6. CONTRACTS, BONDS AND OTHER INSTRUMENTS

Subject to other provisions contained in the Scheme, all contracts, bonds, debentures, indentures and other instruments to which the Transferor Company are parties subsisting or having effect immediately before the Effective Date shall remain in full force and effect against or in favour of the Transferee Company, as the case may be, and may be enforced as fully and as effectually as if, instead of the Transferor Company, the Transferee Company had been a party thereto.

7. LEGAL PROCEEDINGS

If any, suit, writ petition, appeal, revision or other legal proceedings (hereinafter called “the Proceedings”) by or against the Transferor Company are pending, the same shall not abate, be discontinued or be in any way prejudicially affected by reason of the transfer of the Undertaking of the Transferor Company or of anything contained in the Scheme, but all such Proceedings may be continued, prosecuted and enforced by or against the Transferee Company in the same manner and to the same extent as it would be or might have been continued, prosecuted and enforced by or against the Transferor Company as if the Scheme had not been made. On and from the Effective Date, the Transferee Company shall and may initiate any legal proceedings including criminal proceedings for and on behalf of the Transferor Company.

8. OPERATIVE DATE OF THE SCHEME

The Scheme set out herein in its present form with or without any modifications(s) approved or imposed or directed by the High Court or made as per Clause 19 of the Scheme, shall be effective from the Appointed Date but shall become operative from the Effective Date.
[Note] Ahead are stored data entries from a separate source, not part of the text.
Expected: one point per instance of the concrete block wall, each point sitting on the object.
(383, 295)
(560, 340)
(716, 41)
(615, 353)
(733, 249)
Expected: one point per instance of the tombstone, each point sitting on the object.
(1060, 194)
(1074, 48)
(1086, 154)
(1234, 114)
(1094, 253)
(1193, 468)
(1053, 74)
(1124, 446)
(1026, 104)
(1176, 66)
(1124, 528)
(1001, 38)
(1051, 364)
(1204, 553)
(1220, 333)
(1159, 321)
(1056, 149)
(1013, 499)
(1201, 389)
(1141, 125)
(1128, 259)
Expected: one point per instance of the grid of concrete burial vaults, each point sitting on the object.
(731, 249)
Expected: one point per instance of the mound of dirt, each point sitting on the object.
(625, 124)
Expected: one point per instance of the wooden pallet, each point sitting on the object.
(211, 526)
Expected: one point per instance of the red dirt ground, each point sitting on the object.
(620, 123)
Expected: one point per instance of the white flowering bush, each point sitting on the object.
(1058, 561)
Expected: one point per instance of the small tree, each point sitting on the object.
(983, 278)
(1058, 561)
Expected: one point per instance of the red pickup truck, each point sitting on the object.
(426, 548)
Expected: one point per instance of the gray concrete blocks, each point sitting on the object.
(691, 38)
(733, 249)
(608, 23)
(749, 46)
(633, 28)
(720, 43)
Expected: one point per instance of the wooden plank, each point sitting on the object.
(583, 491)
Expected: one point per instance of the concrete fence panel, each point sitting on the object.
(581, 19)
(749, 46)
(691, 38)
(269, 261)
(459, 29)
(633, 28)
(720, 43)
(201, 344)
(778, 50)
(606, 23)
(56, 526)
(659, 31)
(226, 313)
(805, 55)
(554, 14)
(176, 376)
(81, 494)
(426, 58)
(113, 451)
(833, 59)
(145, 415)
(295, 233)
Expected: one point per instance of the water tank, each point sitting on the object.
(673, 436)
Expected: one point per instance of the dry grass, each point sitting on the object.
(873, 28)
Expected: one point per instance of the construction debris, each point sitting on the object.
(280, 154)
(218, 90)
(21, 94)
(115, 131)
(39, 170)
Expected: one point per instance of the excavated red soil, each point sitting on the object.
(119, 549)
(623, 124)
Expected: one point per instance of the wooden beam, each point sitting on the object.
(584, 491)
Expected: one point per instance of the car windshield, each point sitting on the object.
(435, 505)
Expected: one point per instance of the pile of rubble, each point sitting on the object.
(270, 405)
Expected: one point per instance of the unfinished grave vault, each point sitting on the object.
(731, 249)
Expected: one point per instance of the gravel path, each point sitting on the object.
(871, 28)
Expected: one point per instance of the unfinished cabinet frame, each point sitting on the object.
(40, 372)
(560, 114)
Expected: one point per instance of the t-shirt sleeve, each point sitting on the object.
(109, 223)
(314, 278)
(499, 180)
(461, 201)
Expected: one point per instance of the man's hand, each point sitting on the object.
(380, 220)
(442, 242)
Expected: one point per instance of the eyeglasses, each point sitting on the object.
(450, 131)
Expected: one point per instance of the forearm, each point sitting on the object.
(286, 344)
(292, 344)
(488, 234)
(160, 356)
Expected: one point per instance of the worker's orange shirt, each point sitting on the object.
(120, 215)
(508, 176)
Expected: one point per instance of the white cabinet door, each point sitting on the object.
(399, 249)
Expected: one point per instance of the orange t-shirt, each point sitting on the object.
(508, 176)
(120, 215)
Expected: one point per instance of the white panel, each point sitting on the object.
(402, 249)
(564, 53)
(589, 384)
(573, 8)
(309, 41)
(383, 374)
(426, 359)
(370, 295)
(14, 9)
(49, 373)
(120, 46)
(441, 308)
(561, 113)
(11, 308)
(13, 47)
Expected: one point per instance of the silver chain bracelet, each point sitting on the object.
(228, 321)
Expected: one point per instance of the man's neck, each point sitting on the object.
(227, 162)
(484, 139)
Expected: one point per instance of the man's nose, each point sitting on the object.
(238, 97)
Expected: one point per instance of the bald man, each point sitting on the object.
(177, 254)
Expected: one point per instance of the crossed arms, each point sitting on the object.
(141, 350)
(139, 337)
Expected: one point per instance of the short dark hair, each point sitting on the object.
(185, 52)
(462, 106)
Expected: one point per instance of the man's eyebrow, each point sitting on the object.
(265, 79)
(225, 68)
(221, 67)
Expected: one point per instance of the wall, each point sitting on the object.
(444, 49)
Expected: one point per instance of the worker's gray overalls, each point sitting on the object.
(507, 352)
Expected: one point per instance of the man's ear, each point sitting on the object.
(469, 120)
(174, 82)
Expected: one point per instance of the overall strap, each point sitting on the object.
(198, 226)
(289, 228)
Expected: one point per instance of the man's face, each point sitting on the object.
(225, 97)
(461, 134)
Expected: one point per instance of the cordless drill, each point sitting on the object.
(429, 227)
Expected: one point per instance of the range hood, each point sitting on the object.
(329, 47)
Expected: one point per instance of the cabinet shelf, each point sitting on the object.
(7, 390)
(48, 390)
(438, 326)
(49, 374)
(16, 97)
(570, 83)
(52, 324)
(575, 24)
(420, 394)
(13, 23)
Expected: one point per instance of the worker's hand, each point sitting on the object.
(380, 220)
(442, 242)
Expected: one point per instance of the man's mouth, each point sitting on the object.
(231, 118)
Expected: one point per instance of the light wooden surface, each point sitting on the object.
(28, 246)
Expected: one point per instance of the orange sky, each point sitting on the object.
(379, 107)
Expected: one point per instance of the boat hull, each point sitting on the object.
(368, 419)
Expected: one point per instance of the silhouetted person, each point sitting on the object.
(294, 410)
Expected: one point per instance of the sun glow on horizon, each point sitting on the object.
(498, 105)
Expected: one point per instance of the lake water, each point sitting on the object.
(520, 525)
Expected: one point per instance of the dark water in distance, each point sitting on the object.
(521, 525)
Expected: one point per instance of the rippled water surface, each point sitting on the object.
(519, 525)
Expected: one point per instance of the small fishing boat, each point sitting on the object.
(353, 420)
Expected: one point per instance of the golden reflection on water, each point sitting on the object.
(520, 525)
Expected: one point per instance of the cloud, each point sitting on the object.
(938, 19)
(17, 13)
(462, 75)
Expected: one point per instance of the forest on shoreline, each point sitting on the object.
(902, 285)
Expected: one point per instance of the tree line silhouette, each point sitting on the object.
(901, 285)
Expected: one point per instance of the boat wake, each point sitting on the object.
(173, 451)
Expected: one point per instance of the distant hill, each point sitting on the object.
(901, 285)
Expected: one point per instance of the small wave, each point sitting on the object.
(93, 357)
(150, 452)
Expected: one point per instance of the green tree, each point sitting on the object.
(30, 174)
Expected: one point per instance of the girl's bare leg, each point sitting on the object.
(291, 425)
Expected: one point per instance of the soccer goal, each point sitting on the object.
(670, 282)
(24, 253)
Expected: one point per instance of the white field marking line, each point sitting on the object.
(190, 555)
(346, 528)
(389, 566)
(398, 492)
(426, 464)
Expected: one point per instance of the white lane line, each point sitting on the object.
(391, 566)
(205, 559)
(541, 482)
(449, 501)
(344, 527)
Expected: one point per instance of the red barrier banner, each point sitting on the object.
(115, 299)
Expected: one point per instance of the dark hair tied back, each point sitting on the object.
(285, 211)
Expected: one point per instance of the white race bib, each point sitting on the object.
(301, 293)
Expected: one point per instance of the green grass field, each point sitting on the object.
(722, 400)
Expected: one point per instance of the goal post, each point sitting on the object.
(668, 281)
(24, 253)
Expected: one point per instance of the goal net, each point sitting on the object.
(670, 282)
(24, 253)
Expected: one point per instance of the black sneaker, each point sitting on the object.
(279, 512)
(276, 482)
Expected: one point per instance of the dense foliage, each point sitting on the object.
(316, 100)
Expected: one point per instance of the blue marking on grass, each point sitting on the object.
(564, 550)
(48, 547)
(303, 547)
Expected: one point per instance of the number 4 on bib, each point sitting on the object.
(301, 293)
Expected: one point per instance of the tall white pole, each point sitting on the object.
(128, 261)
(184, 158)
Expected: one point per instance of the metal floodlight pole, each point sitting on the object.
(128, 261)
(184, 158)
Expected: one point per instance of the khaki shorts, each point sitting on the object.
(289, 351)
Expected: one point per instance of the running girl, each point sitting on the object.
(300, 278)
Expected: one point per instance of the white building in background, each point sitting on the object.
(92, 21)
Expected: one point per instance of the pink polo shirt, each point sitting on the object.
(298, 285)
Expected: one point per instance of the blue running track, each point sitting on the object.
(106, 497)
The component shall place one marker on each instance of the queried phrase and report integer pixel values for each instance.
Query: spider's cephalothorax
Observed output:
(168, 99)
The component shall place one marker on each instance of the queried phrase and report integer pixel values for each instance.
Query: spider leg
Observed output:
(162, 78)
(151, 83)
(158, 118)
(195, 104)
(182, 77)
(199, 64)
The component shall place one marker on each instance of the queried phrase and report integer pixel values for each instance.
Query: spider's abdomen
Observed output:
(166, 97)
However, if the Indian Accounting Standard 103 require the amalgamation to be accounted retrospectively (including for periods prior to the appointed date) in the financial statements, the same will be carried out in the financial statements, for accounting purpose, to be compliant with the accounting standards. For regulatory and tax purposes, amalgamation would have been deemed to be effective from the Appointed Date of this scheme.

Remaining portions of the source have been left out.